Thats what happens when your brother is your father....


----------



## PhilK (Oct 30, 2007)

They're about as cute as what the average dog does on a walk in the park... If I kept them I'd have to fight the urge to scoop them up in a plastic bag and bin 'em hahaha.

Aren't these frogs one of the types that go under ground forever?


----------



## reptilegirl_jordan (Oct 30, 2007)

PhilK said:


> They're about as cute as what the average dog does on a walk in the park... If I kept them I'd have to fight the urge to scoop them up in a plastic bag and bin 'em hahaha.
> 
> Aren't these frogs one of the types that go under ground forever?

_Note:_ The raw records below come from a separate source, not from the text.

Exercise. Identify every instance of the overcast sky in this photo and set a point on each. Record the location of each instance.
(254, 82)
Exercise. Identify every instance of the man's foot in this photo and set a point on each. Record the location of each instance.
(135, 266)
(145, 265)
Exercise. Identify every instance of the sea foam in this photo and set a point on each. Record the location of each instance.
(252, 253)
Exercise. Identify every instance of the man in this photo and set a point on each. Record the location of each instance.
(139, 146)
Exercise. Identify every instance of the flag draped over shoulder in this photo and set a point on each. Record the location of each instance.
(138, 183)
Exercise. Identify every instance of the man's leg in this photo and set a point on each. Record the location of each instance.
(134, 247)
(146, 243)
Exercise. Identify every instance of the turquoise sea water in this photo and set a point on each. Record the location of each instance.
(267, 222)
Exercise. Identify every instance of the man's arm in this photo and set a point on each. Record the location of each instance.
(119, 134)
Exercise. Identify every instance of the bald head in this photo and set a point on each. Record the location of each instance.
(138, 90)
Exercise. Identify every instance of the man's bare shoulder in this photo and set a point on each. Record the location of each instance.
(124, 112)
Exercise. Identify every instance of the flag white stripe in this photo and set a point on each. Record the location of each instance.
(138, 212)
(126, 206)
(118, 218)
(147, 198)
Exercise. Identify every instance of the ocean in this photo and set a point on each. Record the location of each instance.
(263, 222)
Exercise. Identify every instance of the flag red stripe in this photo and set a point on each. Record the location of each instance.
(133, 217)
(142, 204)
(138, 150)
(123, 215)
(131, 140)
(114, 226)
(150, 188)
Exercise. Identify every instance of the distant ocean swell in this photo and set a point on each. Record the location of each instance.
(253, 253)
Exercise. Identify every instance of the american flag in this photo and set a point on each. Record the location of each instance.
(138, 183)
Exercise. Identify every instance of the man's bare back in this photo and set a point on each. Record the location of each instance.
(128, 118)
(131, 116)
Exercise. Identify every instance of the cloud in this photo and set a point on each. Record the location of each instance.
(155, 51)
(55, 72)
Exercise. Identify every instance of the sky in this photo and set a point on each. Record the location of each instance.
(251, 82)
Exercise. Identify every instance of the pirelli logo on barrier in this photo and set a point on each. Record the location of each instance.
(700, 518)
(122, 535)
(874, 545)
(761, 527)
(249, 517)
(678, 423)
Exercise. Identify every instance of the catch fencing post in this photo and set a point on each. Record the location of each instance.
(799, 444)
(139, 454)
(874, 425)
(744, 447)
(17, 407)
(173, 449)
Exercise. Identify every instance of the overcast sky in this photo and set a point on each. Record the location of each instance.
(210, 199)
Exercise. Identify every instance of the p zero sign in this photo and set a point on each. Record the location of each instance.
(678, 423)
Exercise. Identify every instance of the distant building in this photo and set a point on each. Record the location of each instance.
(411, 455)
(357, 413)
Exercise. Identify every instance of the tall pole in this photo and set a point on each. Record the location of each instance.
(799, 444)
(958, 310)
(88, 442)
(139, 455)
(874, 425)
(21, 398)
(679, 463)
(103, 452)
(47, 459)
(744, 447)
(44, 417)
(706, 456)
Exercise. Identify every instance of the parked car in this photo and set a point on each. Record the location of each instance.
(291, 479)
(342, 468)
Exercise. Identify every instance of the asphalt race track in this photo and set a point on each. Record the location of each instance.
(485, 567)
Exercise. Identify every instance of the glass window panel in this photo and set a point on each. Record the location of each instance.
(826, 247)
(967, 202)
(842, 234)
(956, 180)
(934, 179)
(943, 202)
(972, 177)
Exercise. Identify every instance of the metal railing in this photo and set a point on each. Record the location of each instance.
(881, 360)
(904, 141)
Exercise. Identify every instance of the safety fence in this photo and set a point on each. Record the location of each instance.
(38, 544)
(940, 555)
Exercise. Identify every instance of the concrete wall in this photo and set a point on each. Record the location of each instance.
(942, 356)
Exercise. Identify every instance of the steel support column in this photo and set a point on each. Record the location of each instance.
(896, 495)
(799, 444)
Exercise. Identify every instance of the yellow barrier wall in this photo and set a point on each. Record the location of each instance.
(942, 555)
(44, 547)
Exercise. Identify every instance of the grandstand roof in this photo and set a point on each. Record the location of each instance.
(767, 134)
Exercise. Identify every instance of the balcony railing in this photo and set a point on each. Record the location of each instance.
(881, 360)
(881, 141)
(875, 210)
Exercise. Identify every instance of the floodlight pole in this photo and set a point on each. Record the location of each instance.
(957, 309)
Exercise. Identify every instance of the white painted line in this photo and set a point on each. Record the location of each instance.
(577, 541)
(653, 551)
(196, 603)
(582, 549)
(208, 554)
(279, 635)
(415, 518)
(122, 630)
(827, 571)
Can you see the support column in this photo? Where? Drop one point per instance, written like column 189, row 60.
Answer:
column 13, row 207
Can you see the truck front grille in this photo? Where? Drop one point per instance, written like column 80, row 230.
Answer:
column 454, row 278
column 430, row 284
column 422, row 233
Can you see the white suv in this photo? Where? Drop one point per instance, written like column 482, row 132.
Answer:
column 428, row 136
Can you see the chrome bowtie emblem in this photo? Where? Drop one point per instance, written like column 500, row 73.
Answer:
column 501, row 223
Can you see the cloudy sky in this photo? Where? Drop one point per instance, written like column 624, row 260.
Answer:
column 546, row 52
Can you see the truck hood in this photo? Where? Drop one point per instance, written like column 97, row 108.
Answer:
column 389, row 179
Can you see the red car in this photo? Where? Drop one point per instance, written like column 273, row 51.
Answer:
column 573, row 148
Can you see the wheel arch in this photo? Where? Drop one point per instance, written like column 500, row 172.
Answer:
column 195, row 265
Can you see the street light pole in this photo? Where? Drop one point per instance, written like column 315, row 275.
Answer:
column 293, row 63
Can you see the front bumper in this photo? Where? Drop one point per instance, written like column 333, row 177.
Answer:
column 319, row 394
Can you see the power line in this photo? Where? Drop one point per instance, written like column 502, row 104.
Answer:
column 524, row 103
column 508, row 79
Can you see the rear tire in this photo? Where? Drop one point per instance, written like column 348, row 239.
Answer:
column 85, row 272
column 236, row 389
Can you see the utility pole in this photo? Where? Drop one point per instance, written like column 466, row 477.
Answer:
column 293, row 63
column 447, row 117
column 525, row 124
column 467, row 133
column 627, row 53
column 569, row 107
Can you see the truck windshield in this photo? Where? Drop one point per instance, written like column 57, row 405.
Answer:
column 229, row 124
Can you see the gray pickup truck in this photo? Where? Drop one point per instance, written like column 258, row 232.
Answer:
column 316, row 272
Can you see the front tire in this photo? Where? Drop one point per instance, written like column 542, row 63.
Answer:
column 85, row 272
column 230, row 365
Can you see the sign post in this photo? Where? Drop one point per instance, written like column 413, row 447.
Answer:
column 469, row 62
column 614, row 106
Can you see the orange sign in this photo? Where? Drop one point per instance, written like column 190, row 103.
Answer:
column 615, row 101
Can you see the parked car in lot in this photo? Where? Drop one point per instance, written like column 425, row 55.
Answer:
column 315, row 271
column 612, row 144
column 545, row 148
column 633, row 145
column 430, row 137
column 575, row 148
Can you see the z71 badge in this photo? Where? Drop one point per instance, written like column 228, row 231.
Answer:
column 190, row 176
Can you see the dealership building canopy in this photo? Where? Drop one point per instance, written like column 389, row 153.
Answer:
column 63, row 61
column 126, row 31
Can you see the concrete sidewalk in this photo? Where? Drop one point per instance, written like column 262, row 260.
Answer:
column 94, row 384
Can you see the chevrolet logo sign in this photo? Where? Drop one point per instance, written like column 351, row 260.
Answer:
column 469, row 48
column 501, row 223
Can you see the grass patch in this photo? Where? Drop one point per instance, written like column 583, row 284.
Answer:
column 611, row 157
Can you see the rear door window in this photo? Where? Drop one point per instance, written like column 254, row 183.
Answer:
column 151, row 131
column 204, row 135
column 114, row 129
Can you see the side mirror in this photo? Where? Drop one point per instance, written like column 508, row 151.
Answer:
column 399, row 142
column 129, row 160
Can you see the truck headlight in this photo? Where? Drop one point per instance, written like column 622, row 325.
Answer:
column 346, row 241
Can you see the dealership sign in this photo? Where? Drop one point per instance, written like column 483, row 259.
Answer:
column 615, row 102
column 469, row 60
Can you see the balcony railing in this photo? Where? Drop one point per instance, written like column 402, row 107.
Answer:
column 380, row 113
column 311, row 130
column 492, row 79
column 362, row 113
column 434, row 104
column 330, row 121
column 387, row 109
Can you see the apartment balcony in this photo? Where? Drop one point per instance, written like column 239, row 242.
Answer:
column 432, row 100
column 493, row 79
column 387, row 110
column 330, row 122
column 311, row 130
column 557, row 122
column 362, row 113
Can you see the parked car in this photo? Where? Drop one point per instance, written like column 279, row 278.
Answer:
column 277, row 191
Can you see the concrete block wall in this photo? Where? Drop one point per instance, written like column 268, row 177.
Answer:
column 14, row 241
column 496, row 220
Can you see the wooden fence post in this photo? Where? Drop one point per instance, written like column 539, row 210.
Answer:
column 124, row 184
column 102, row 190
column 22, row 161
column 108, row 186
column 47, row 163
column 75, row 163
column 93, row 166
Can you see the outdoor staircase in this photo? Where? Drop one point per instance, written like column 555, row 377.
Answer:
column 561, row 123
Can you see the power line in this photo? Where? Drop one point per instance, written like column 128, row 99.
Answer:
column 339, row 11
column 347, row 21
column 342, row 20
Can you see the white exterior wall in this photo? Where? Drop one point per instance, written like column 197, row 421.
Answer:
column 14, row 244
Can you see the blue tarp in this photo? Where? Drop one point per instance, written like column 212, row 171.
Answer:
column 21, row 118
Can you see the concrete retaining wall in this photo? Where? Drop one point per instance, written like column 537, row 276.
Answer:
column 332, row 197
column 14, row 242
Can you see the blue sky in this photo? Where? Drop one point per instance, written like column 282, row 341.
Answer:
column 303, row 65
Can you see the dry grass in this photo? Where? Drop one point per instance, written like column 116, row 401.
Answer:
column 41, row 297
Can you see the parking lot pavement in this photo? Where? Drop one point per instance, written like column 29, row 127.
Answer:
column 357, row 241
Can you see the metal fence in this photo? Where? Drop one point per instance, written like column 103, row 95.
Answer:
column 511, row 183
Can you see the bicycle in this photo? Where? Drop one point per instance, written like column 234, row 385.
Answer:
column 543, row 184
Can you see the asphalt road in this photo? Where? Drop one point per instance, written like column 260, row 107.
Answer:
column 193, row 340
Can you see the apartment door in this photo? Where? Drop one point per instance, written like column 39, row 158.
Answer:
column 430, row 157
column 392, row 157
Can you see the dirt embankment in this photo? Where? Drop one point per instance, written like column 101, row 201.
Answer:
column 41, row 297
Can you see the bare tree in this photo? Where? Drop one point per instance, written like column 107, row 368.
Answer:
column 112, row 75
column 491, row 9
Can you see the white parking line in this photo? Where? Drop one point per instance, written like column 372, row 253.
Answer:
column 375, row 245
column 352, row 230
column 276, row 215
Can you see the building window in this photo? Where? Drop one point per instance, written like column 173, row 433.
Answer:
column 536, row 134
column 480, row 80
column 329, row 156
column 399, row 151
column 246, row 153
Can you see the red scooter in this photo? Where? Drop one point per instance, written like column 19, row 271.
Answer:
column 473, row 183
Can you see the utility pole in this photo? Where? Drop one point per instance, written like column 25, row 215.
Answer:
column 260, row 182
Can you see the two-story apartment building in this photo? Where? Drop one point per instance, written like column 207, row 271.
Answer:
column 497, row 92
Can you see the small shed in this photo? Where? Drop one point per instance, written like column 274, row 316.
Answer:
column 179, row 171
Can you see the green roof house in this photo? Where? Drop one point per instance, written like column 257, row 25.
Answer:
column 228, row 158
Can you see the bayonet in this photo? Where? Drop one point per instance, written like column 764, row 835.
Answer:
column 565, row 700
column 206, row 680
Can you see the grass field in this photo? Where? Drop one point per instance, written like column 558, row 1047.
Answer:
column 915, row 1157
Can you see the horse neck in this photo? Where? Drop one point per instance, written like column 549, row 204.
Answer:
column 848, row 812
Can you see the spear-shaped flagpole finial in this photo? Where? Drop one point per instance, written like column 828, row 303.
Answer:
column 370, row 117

ay leave the turtle frog alone there cute! meany!:cry: or ill cry


----------



## PhilK (Oct 30, 2007)

Oh well I don't want that! I guess they _are_ kinda cute!


----------



## Gecko_ProCs (Oct 30, 2007)

dont think u can keep them
but i could be wrong
they are definatly unusual


----------



## reptilegirl_jordan (Oct 30, 2007)

PhilK said:


> Oh well I don't want that! I guess they _are_ kinda cute!


----------



## $NaKe PiMp (Oct 30, 2007)

Myobatrachus gouldii is subterranean species, spending most of the time underground but surfaces during rain
wouldnt be much of a species to keep if you wnted to look atthem cause there cute LOL


----------



## reptilegirl_jordan (Oct 30, 2007)

PiMp said:


> Myobatrachus gouldii is subterranean species, spending most of the time underground but surfaces during rain
> wouldnt be much of a species to keep if you wnted to look atthem cause there cute LOL


so i can keep em? no i also em just really interrested in them too


----------



## $NaKe PiMp (Oct 30, 2007)

down load the list of amphibians you can keep on an amphibians keepers licence 
i tried to down load it but i cant open the file 
download it off the national parks and wild life site


----------



## reptilegirl_jordan (Oct 30, 2007)

awww


----------



## $NaKe PiMp (Oct 30, 2007)

LOL funny lookin lil fella


----------



## richardsc (Oct 30, 2007)

we have a breeding colony of them over the road if u r interested,oh no,soz my mistake,there just cow paddys,lol


----------



## reptilegirl_jordan (Oct 30, 2007)

richardsc said:


> we have a breeding colony of them over the road if u r interested,oh no,soz my mistake,there just cow paddys,lol


=0 :cry:


----------



## mattmc (Oct 31, 2007)

my uncle always used to find them whilst working. if you ask me the dont even look like a frog LOLOLOLOL but yeh they are cute
ive never seen any for sale but if there are any in captivity they prob cost 2 legs an arm and a head LOLOLOL


----------



## caustichumor (Oct 31, 2007)

If I looked like that I would probably dig a hole and live in it too.


----------



## eipper (Nov 1, 2007)

Jordan,

They are termite specialists, at present not available to private keepers, I know of 8 specimens of 2 species (M. gouldii will be split) that were in institutions in WA.

Cheers,
Scott


----------